Ribollita

ribollitqIt’s officially winter. Soup weather, no matter where you live. Cozying up with a warm crock of delicious soup on a cold winter day makes it feel like its a nice thing that it is so bitter and cold outside (I am speaking to you who are gazing at the snow and ice outside your window right now, and thinking how nice it would be on a balmy beach). There is almost nothing I enjoy more on a cold winter day than a bowl of Ribollita, which is an Italian (Tuscan, actually) vegetable stew that is characterized by its use of kale (it also happens to be vegan). The vegetables are rich and flavorful while being soft, but not mushy. This comes from the long slow cooking process (it’s done over 2 days, making it perfect for a time when you are socked in). Ribollita means re-boiled n Italian, which refers to the twice-cooked nature of the stew. It also includes creamy cannellini beans and a little bread for depth and crunch, and it is finished with a drizzle of olive oil. It actually might be the best vehicle for consuming olive oil that I have found. I have been known to keep re-drizzling as I munch my way through my bowl. You won’t believe how good your kitchen smells when you make it! If you grow your own kale (which is pretty easy), you may or may not know that a cold snap actually makes the leaves sweeter and more delicious.
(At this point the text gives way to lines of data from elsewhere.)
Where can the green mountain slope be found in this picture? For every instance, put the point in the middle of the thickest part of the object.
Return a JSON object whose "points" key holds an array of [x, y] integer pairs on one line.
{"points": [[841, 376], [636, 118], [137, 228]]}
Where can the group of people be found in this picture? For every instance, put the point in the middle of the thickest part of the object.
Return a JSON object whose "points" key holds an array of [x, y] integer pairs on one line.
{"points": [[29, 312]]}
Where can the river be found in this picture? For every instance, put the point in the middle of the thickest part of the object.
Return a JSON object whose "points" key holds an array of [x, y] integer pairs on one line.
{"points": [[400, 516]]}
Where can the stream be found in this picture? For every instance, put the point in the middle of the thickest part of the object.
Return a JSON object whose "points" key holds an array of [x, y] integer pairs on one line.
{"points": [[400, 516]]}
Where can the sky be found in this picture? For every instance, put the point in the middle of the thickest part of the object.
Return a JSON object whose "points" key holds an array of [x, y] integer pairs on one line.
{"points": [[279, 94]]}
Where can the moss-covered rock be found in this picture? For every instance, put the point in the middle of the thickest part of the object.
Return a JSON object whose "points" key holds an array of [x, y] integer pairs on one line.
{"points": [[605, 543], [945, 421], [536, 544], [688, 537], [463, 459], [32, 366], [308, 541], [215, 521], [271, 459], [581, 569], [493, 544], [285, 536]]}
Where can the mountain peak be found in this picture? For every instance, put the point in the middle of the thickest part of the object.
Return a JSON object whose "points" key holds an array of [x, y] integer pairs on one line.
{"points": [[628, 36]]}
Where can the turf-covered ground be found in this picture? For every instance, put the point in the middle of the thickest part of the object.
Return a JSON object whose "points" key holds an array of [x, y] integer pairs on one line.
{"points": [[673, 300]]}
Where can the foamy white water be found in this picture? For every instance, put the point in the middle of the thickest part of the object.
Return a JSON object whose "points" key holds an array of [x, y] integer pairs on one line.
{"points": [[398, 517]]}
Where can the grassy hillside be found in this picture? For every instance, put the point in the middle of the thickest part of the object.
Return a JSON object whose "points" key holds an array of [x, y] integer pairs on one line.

The same is true for carrots and cabbage, by the way, which also make an appearance in this dish. The kale in the markets now is gorgeous, and I have a preference for Italian kale, which is sweeter and more tender and has flatter, less curly leaves. Some other names for this wonderful item are Cavolo Nero, lacinato kale and dinosaur kale.

 

Ribollita
Beans:
1 lb. dried cannellini beans (these are medium sized dried white beans)
8 cups water
2 tbsp extra virgin olive oil
3 cloves peeled crushed garlic
6-8 fresh sage leaves
Salt and pepper
Soup / stew:
1/2 cup extra virgin olive oil, divided, plus more for serving
1 large yellow onion, finely chopped
5 carrots, peeled and thickly sliced
2 ribs celery, trimmed and thickly sliced
2 Idaho potatoes, peeled and thickly sliced
1 large bunch of Swiss chard, trimmed and coarsest chopped
1 large bunch of italian kale (use curly kale if you can’t find italian kale), trimmed and coarsely chopped
1/2 small Savoy cabbage, trimmed and coarsely chopped (if necessary, you can use 1/2 of a Napa cabbage in place of the Savoy cabbage)
1 14 ounce can diced tomatoes
2 thick slices day old country white bread ( it should be a bit dry and stale)
Salt and pepper to taste
1. Cook the beans: put the beans, water, garlic, sage and olive oil into your slow cooker and cook on low for 8 hours or until tender. Season to taste with salt and pepper. Reserve 2 cups of the cooked beans and purée the remaining beans and cooking liquid. Set aside. (If you don’t have a slow cooker, see alternate method for cooking beans below*)
2. Heat 1/4 cup of olive oil in a large Dutch oven over medium low heat. Add onion and cook until soft (15-20 minutes). Then add carrots, celery, potato, Swiss chard, kale, and cabbage and stir. Add tomatoes, stir, and cover.  Cook until all the greens are wilted, 20-30 minutes.
3. Add the puréed bean liquid and simmer covered for about an hour. Add bread and reserved beans, stir gently, and cook on low, covered for another 15 minutes. Season to taste with salt and pepper, and then refrigerate, covered, overnight.
4. THE NEXT DAY: preheat oven to 375. cook soup in an oven proof casserole or Dutch oven, uncovered, for 40 minutes, stirring occasionally.  Then cook another 30 minutes without stirring. Serve and pass with olive oil on the side.
* alternate method for cooking the beans:
Soak beans in water for 4 to 10 hours (you could do this overnight). Drain and cook in 11 cups of water, Sage, garlic, and olive oil. Bring a boil and then simmer on low for simmering for 2 to 3 hours until tender. Seasoned salt and pepper and continue on with the recipe above.